The results in the console are:

Elapsed time: 1445 ms (std::string + seek)
Elapsed time: 21519 ms (stream + seek)
Elapsed time: 860 ms (std::string + ignoring)
Elapsed time: 19046 ms (stream + ignoring)

Ha, this is a totum revolutum problem, In case you set N1=100000 and N2=0 (a lot of matching lines only) the stream+seek parser beats the other 3 options, including the ignoring line! I would love to understand this, Still my assumption was that stream was appending not matching dates, but after this last test I am just totally lost. I understand that std::string cases are penalized due to allocation of 1e6 str format dates. But why stream+ignore version is penalized here? Should I give up or there is any explanation? — Pablo, Apr 07 '18 at 00:07
"stream+ignore" means "(parse-date-time&discard) + ignore". As my answer outlines (see "Summary") the cost of parsing is the main cost here, even though I [expected](https://stackoverflow.com/questions/49502728/several-matches-in-a-one-pass-parser#comment86066779_49503266) it to be on par with the string allocations. Therefore the fact that the parses are being done even when the line is discarded hurts doubly. — sehe, Apr 07 '18 at 00:49

sehe · Accepted Answer · 2018-04-07T18:34:18.967

Okay, in the code posted, 70%¹ of time is spent in the stream's underflow operation.

I ~~haven't looked into /why/ that is, but instead~~² wrote a few naive implementations to see whether I could do better. First steps:

² Update I've since analyzed it and provided a PR.

The improvement created by that PR does not affect the bottom line in this particular case (see SUMMARY)
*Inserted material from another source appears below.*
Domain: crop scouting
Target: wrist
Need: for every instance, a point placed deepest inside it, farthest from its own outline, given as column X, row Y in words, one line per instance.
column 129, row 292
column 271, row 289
drop operator>> for Timestamp (we won't be using that)
replace all instances of '[' >> stream >> ']' with the alternative '[' >> raw[*~char_(']')] >> ']' so that we will always be using the trait to transform the iterator range into the attribute type (std::string or Timestamp)

Now, we implement the assign_to_attribute_from_iterators<structs::Timestamp, It> trait:

Variant 1: Array Source

template <typename It>
struct assign_to_attribute_from_iterators<structs::Timestamp, It, void> {
    static inline void call(It f, It l, structs::Timestamp& time) {
        boost::iostreams::stream<boost::iostreams::array_source> stream(f, l);

        struct std::tm tm;
        if (stream >> std::get_time(&tm, "%Y-%b-%d %H:%M:%S") >> time.ms)
            time.date = std::mktime(&tm);
        else throw "Parse failure";
    }
};

Profiling with callgrind: (click for zoom)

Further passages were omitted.